An electron microscope uses electrons accelerated by a voltage of $50\; kV$. Determine the de Broglie wavelength associated with the electrons. If other factors (such as numerical aperture,etc.) are taken to be roughly the same,how does the resolving power of an electron microscope compare with that of an optical microscope which uses yellow light?

(N/A) Electrons are accelerated by a voltage,$V = 50\; kV = 50 \times 10^{3}\; V$.
Charge on an electron,$e = 1.6 \times 10^{-19}\; C$.
Mass of an electron,$m_{e} = 9.11 \times 10^{-31}\; kg$.
Wavelength of yellow light $\lambda_{yellow} \approx 5.9 \times 10^{-7}\; m$.
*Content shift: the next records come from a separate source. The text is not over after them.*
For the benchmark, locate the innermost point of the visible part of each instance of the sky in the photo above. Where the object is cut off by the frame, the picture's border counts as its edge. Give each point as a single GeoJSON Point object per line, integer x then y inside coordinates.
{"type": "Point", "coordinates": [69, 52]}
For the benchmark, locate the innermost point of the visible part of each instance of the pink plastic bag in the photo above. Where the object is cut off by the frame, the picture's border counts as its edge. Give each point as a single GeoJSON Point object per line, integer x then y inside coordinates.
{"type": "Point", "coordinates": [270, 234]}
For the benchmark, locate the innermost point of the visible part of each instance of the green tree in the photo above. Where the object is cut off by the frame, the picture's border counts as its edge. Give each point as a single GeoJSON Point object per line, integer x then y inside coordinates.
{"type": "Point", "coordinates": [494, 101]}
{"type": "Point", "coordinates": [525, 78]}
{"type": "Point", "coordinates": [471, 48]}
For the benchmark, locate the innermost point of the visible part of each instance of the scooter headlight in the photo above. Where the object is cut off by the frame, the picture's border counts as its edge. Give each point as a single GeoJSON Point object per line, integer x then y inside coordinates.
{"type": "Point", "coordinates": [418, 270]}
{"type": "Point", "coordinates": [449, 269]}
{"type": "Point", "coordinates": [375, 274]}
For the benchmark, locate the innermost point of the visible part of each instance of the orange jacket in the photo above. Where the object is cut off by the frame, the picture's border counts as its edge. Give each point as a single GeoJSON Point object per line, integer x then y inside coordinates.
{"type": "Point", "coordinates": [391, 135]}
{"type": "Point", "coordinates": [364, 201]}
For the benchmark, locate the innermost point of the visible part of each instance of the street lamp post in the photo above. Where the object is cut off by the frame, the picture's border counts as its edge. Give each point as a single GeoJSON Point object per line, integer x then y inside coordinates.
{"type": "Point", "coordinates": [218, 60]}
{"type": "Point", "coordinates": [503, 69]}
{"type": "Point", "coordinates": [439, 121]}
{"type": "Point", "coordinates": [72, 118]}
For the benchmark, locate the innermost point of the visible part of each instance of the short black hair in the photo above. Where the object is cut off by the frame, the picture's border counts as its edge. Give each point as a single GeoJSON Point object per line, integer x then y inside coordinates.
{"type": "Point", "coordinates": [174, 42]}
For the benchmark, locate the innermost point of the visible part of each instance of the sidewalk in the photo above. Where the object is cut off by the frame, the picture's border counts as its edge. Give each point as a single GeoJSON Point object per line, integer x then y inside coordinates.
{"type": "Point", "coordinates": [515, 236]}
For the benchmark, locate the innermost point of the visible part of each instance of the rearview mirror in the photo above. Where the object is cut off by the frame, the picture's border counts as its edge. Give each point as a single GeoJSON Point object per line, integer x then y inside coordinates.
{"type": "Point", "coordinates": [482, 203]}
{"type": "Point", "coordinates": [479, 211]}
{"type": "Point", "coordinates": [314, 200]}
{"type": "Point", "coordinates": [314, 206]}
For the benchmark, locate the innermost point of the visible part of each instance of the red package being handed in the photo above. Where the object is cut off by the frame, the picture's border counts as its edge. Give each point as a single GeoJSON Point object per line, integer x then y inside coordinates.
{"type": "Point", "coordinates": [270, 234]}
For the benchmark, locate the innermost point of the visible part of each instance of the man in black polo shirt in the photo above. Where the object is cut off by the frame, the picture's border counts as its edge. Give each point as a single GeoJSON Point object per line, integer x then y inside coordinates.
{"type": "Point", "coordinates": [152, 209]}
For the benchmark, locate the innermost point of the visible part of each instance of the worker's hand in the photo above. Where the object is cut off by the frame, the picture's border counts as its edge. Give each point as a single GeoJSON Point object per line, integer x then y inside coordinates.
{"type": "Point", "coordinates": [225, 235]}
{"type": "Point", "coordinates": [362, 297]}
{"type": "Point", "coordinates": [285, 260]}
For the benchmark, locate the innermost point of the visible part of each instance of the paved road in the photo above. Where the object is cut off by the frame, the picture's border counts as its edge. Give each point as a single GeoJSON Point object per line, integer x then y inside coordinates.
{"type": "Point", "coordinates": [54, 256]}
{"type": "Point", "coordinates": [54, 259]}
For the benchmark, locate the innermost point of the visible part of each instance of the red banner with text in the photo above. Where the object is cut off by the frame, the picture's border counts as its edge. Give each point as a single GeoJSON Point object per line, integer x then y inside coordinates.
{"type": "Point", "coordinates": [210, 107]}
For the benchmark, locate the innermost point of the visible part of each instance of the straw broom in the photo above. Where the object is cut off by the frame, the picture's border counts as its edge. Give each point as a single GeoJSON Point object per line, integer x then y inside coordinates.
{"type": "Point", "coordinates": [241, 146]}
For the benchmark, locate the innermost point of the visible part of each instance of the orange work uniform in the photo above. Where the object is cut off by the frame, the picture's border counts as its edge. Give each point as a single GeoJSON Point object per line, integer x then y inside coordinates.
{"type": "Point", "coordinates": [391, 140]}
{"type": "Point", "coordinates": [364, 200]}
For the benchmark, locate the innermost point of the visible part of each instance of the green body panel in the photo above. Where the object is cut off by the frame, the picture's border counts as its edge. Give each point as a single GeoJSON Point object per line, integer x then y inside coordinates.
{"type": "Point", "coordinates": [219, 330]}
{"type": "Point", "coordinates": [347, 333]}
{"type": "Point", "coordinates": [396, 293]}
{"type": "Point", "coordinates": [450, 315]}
The kinetic energy of the electron is $E = eV = 1.6 \times 10^{-19} \times 50 \times 10^{3} = 8 \times 10^{-15}\; J$.
The de Broglie wavelength is given by $\lambda = \frac{h}{\sqrt{2 m_{e} E}}$.
Substituting the values: $\lambda = \frac{6.63 \times 10^{-34}}{\sqrt{2 \times 9.11 \times 10^{-31} \times 8 \times 10^{-15}}} \approx 5.467 \times 10^{-12}\; m$.
This wavelength is nearly $10^{5}$ times smaller than the wavelength of yellow light.
Since the resolving power of a microscope is inversely proportional to the wavelength,the resolving power of an electron microscope is approximately $10^{5}$ times greater than that of an optical microscope.